BCBG Max Azria Group tapped The Glamourai’s Framel to style the BCBGMaxAzria ready-to-wear resort presentation on Wednesday and Thursday — the first time the brand has ever worked with a blogger in this capacity. According to BCBG Max Azria Group creative director Lubov Azria, Framel was paid a fee of $5,000 for her role as a stylist, which includes a tie-in with the brand and Framel’s respective Twitter, blog, Facebook and Instagram posts (the number of posts wasn’t specified, as Azria wanted the partnership to be “natural”).
“We took a fresh approach to styling resort this season,” Azria said. “Kelly has a chic, effortless sensibility and approach to fashion that is very BCBG — and clearly she’s very influential. We’re just obsessed with her.”

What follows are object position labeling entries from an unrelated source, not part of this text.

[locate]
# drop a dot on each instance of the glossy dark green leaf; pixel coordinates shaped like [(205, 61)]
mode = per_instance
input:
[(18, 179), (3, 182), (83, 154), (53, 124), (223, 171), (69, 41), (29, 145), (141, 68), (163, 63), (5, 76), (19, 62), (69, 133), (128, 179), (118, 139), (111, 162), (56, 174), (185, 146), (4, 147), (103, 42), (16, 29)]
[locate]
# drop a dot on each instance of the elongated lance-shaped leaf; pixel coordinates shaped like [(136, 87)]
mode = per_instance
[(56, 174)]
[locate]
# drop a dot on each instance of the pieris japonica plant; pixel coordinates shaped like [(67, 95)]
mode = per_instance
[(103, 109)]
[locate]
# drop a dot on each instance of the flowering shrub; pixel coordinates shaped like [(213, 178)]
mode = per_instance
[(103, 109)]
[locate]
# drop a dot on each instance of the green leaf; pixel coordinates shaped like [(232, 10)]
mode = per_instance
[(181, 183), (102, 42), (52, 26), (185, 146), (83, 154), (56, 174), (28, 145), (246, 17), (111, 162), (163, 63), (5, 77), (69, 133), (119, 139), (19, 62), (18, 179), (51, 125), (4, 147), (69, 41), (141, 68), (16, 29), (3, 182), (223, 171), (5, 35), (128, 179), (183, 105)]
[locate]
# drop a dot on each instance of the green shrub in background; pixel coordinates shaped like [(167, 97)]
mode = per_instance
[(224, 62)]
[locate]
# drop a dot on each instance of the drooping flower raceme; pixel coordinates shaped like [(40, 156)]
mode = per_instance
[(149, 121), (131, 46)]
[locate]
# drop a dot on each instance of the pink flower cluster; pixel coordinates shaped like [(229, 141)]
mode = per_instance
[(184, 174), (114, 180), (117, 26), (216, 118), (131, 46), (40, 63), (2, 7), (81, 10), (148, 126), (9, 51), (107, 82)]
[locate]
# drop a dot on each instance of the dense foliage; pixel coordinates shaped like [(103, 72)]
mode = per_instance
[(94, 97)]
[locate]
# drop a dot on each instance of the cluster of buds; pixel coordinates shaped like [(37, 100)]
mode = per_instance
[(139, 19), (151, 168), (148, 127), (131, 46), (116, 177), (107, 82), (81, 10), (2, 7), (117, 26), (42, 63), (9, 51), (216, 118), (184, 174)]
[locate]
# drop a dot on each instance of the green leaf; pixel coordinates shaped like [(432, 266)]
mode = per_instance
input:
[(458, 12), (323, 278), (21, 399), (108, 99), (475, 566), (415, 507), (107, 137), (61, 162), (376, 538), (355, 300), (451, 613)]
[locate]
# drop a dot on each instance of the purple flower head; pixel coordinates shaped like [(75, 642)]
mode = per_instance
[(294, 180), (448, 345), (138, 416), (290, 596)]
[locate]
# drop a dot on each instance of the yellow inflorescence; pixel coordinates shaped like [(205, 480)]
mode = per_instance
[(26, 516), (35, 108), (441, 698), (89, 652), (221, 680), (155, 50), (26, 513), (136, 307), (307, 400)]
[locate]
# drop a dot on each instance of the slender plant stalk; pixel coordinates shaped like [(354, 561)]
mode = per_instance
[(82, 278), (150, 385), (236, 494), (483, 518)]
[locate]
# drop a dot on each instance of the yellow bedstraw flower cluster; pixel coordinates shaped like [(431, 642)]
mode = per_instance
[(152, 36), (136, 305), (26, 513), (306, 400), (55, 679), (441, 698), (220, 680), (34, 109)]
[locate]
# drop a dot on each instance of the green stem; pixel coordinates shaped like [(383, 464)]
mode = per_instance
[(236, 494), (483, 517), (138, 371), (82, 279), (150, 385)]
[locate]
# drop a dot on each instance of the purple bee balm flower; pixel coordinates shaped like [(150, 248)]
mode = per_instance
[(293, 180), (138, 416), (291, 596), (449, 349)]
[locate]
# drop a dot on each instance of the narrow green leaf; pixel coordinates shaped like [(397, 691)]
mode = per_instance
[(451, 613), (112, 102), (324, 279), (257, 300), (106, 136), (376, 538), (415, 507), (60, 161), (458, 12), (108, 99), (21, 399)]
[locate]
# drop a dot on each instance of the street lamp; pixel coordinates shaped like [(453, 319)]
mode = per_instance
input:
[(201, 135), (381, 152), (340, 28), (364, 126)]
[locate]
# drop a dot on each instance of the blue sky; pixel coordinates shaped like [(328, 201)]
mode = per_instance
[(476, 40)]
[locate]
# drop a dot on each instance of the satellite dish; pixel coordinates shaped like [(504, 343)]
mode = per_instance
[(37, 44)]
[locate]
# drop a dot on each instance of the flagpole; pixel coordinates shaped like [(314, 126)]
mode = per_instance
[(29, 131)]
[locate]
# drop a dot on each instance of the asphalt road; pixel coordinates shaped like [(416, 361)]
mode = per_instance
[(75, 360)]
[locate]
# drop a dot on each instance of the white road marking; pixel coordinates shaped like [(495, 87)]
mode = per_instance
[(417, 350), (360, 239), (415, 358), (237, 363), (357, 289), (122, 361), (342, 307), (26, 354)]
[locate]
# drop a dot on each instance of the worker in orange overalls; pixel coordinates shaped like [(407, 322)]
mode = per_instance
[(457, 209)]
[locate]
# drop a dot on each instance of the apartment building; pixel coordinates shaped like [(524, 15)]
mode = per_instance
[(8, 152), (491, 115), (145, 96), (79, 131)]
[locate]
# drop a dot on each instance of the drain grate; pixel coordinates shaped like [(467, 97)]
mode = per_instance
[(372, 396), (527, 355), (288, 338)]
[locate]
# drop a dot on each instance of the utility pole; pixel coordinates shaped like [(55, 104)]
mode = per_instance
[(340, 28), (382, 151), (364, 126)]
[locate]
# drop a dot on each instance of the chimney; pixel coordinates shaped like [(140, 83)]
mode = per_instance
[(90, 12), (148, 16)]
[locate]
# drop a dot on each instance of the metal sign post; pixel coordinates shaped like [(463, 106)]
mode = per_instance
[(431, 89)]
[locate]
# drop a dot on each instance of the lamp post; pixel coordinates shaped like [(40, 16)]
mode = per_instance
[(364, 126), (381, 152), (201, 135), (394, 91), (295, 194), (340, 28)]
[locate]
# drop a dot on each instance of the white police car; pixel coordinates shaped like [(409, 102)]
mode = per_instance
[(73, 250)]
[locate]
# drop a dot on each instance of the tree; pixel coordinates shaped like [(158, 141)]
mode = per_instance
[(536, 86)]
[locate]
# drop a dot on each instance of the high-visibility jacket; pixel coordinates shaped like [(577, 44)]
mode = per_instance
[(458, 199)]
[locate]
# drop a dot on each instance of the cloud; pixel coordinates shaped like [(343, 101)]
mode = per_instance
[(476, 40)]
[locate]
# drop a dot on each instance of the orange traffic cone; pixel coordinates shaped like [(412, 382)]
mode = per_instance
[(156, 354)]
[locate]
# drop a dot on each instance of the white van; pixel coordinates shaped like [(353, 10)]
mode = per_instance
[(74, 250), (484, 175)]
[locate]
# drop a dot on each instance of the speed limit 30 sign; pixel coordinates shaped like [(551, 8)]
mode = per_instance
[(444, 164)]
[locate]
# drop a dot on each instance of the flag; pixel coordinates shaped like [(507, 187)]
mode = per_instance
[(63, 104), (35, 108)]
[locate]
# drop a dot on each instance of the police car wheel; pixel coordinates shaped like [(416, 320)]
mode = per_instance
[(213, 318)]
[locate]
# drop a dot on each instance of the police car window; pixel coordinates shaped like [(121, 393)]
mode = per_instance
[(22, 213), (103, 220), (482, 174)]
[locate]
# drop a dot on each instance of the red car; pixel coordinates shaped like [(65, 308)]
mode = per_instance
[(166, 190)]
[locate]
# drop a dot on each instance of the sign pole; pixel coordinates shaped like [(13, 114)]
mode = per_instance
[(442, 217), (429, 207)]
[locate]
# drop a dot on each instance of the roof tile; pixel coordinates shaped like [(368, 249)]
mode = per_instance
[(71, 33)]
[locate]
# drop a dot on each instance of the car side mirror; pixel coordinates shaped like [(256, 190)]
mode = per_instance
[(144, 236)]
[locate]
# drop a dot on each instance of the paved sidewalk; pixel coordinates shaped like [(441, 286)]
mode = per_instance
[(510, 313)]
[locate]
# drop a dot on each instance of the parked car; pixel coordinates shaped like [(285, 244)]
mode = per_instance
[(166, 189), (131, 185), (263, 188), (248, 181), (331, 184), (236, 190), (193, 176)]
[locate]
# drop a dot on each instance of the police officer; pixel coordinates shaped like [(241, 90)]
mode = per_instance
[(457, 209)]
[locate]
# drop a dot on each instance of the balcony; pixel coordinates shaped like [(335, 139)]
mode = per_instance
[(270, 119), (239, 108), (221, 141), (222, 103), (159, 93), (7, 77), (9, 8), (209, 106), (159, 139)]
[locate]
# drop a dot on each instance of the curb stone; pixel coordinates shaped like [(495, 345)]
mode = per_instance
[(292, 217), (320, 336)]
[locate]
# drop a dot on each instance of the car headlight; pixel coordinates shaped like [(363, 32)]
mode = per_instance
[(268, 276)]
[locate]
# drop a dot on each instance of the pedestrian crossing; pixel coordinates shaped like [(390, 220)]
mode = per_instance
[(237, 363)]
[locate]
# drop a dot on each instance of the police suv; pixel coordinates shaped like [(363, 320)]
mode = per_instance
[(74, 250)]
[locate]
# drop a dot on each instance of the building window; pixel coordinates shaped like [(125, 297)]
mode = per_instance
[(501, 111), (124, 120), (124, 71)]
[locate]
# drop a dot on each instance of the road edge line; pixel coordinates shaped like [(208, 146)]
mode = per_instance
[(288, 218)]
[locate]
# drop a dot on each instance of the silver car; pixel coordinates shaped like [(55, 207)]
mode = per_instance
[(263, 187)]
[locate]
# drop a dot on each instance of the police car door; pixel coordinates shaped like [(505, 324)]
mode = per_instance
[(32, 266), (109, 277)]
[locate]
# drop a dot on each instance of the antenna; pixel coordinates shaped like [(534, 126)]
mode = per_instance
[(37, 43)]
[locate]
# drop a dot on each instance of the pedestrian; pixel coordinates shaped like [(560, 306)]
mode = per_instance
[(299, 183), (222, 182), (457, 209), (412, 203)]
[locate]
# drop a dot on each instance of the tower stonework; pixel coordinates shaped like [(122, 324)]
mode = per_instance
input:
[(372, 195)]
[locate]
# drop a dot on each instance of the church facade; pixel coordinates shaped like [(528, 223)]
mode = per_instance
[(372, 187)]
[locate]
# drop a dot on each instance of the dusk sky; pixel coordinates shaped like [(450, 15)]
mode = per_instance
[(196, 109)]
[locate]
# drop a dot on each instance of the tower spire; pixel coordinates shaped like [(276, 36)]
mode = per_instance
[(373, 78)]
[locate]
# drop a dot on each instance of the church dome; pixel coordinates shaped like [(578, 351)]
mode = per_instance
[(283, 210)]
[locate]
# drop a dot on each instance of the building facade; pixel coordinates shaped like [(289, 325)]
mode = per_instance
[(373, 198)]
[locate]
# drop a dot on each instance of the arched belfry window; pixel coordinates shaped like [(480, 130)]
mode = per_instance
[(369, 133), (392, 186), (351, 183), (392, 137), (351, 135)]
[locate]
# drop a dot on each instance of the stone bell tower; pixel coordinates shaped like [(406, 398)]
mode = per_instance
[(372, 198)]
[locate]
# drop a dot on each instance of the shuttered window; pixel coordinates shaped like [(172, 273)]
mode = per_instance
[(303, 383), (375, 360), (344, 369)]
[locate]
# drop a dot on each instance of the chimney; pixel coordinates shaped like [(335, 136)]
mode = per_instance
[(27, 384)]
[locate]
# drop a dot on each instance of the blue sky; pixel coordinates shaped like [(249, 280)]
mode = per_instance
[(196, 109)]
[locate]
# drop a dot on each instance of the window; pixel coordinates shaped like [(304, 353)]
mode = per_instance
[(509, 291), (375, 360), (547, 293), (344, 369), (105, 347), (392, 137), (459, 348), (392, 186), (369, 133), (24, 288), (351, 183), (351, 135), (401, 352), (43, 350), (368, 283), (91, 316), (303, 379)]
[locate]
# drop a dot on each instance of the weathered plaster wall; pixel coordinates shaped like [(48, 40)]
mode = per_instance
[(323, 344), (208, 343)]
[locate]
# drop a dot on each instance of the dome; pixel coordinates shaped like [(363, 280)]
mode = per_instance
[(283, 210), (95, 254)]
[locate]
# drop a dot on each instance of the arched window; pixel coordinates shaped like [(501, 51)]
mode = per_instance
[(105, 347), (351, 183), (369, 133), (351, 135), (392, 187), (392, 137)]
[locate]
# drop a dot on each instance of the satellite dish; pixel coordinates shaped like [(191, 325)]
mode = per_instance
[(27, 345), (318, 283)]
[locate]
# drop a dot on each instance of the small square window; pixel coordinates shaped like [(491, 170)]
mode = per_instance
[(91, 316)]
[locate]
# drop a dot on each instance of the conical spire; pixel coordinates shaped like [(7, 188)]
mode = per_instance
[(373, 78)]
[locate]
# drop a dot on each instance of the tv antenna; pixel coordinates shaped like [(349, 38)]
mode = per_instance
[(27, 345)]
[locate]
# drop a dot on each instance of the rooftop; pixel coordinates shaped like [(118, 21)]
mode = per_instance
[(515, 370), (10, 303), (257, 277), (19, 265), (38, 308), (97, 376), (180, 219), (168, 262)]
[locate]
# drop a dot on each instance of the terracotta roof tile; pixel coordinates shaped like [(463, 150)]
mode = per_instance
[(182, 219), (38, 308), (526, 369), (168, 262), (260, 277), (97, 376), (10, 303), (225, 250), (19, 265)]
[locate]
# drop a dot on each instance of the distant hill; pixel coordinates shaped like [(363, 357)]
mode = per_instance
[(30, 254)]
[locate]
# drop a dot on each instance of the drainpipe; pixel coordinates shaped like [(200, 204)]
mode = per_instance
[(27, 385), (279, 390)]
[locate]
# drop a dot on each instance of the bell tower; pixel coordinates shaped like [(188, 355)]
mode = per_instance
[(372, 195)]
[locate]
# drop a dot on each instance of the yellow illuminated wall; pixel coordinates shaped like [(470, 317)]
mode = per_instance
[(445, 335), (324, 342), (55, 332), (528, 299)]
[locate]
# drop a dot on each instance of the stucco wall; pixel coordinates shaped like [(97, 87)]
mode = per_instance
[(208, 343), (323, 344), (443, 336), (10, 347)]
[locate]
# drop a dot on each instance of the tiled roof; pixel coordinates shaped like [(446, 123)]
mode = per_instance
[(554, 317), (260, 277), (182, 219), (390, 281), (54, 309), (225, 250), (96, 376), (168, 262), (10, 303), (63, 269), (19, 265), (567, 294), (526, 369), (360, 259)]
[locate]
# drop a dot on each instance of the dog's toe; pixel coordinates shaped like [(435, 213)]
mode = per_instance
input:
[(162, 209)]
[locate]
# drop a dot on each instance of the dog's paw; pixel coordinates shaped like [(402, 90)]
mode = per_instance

A BCBG-clad Framel will be on hand during one of the days of the presentation for several hours to walk editors through the collection, and she also attended the CFDA Awards Monday night with Azria and model Selita Ebanks. Tonight, she will co-host an editor and blogger dinner in New York City — wearing the brand, of course.
“I worked in the fashion industry for years before founding my site, and I appreciate when brands see that I have more to offer than a p.r. gimmick,” Framel told WWD.
Late last month, Dove Hair revealed it inked a one-year deal with Ramshackle Glam’s Reid, the brand’s first ambassador. In her role, Reid will cross promote and interact with fans on her blog and on Dove’s Facebook page, as well as test new products, attend events on behalf of the brand and even host reader giveaways. According to her blog, she will serve as a “real world” counterpoint to the celebrity stylist who works with the brand, Mark Townsend.